Poster Session III. - P: Health Sciences
Fazekas László
Department of Physiology
László Fazekas1,2,3, Diána Kaszás1,2,3, Szimonetta Xénia Tamás1,2,3, Boldizsár Vámosi1,3, Al-Sheraji Nada Mohamed1,3, Tamás Szöllősi1, Vivien Mihályi1, Paulovits Barnabás1, Fabian Gregor Dehne1,2,3, Klaudia Vágó-Kiss1,2,3, Benoit Thomas Roux1,3, Balázs Enyedi1,2,3
1: Department of Physiology, Semmelweis University, Faculty of Medicine, Tűzoltó utca 37-47, H-1094, 7 Budapest, Hungary
2: MTA-SE Lendület Tissue Damage Research Group, Hungarian Academy of Sciences and Semmelweis 9 University, H-1094 Budapest, Hungary
3: HCEMM-SE Inflammatory Signaling Research Group, Department of Physiology, Semmelweis University, 11 H-1094 Budapest, Hungary
Effective wound healing depends on the coordinated action of multiple cell types, including fibroblasts, which are key players in tissue remodeling during the later stages of repair. However, studying fibroblast function in zebrafish has been hampered by the lack of robust, cell-type-specific genetic tools.

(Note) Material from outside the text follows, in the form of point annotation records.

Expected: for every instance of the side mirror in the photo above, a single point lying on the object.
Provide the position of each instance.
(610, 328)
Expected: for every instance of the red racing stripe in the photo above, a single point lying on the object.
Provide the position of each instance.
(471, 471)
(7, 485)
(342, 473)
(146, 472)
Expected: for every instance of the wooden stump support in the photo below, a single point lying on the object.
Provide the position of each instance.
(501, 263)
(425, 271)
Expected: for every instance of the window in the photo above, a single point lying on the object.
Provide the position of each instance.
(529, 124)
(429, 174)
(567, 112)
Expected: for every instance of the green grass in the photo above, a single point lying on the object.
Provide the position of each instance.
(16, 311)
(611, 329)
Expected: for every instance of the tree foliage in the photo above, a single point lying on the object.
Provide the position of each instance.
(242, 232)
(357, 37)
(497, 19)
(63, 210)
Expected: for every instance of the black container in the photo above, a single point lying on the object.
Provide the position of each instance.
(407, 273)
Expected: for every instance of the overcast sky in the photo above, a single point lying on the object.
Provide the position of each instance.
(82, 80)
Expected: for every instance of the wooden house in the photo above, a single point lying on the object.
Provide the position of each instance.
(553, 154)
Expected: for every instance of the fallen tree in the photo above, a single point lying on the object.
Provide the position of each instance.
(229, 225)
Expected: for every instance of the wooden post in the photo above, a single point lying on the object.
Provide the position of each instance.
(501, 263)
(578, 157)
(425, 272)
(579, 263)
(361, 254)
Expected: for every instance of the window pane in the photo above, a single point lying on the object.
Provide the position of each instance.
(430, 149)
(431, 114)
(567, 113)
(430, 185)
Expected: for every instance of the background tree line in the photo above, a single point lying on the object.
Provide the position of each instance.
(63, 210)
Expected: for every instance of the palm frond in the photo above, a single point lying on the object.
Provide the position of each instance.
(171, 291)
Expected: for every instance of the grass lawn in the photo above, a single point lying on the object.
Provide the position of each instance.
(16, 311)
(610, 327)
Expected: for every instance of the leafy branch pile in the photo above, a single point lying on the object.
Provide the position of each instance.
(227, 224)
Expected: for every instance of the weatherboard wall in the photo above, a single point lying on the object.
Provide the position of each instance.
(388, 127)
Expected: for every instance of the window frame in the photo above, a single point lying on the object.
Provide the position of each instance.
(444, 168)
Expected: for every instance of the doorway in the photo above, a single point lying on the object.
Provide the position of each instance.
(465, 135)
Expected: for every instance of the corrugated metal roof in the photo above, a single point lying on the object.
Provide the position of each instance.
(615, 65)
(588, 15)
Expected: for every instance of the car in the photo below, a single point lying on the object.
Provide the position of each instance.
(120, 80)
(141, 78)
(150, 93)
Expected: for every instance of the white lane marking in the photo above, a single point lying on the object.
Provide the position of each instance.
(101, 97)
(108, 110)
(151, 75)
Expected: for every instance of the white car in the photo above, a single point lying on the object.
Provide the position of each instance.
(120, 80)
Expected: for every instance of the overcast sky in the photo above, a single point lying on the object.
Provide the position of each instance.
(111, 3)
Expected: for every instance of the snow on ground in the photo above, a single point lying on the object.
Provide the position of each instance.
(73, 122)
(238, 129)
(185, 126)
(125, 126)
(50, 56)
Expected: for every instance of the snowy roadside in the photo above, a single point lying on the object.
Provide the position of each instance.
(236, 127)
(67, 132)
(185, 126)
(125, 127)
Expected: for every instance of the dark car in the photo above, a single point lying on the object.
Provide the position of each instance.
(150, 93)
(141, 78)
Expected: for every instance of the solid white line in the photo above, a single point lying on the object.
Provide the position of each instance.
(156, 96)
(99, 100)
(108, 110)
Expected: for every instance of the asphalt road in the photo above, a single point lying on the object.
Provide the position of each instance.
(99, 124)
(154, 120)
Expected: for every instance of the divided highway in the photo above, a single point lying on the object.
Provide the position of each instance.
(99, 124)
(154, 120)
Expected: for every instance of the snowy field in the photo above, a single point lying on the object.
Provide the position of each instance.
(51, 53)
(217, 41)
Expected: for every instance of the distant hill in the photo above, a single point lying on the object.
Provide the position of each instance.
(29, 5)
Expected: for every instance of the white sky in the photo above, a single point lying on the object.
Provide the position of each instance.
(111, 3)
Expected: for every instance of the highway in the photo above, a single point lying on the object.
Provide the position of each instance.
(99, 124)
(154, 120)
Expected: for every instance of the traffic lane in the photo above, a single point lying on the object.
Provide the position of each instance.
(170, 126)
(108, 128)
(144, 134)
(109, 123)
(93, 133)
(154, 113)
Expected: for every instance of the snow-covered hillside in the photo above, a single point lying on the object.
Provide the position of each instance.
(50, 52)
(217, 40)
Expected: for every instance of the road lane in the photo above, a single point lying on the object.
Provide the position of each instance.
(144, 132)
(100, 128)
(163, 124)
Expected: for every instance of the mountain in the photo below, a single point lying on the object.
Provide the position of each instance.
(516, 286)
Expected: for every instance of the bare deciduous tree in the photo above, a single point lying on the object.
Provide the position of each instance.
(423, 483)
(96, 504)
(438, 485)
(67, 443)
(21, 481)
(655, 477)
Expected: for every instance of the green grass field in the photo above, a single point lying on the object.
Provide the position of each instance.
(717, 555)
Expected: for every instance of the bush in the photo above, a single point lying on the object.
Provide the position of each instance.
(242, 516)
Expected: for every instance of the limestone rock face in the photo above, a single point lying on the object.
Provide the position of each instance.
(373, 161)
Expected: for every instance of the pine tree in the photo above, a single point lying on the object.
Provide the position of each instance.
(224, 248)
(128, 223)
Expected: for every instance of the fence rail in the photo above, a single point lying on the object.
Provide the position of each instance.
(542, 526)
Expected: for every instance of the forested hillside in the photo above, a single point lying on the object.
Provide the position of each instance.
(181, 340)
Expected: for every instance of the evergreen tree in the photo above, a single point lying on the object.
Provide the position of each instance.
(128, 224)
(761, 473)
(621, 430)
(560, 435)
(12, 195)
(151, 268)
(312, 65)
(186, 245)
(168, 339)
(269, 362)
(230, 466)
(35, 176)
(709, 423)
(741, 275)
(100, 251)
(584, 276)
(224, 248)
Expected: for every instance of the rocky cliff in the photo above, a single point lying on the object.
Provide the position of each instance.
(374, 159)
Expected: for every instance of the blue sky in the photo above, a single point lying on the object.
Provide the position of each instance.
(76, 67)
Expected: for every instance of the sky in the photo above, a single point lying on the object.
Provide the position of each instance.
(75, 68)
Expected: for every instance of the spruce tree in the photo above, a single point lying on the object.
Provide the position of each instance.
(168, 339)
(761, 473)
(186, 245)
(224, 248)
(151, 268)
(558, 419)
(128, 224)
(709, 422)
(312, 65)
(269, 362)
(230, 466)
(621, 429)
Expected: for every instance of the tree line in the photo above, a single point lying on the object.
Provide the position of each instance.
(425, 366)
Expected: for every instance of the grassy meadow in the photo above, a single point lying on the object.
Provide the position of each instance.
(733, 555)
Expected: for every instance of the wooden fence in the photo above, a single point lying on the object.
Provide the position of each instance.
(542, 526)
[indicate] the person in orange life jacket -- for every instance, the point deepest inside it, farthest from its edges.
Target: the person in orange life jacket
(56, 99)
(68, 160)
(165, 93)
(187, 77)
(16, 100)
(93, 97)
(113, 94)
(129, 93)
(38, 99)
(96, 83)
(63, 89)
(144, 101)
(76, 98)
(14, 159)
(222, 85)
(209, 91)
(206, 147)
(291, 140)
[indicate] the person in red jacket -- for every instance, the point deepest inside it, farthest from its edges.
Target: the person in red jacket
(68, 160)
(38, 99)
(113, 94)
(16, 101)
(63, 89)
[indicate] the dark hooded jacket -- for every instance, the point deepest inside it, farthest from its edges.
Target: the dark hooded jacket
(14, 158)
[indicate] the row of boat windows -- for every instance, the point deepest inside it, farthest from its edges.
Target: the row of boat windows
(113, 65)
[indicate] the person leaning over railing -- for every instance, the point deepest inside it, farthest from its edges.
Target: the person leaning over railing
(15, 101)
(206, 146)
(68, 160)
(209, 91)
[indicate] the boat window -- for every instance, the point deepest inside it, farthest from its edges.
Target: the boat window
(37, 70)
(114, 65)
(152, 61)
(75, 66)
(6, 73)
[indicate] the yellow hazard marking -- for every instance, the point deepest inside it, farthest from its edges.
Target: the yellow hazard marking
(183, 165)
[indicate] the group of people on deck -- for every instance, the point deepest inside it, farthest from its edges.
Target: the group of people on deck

Here, we developed a novel fibroblast-specific promoter by combining the zebrafish integrin α11a (itga11a) promoter with the murine cFos minimal promoter. Establishing this itga11a-cFos promoter in the QF2-QUAS binary expression system allowed us to evaluate tissue-damage induced signaling pathways in fibroblasts using genetically encoded biosensors.
By expressing the GCaMP7s calcium sensor in fibroblasts we identified distinct Ca²⁺ signaling events triggered by injury and hypotonic conditions. In response to tissue damage, we observed that subcutaneous fibroblasts also actively respond to osmotic changes, displaying significantly different calcium signaling patterns compared to epithelial cells. Unlike epithelial cells, which display rapid, oscillatory calcium transients, fibroblasts respond with sustained intracellular calcium elevations, suggesting different functional roles in the wound response. While epithelial cells may initiate immediate repair mechanisms, fibroblasts likely integrate signals over longer timescales to regulate gene expression and tissue remodeling.
Furthermore, we also show that tissue damage results in the activation of the cPla2-mediated shape-sensing and nuclear swelling dependent pathway in fibroblasts.
Together, our results establish Tg(itga11a-cFos:QF2) as a powerful tool for fibroblast-specific manipulation and imaging in vivo, enabling new insights into the roles of fibroblasts during tissue damage and repair.
This research was supported by New National Excellence Program of the Ministry for Culture and Innovation of Hungary from the source of the National Research, Development and Innovation Fund (EKÖP-2024-267).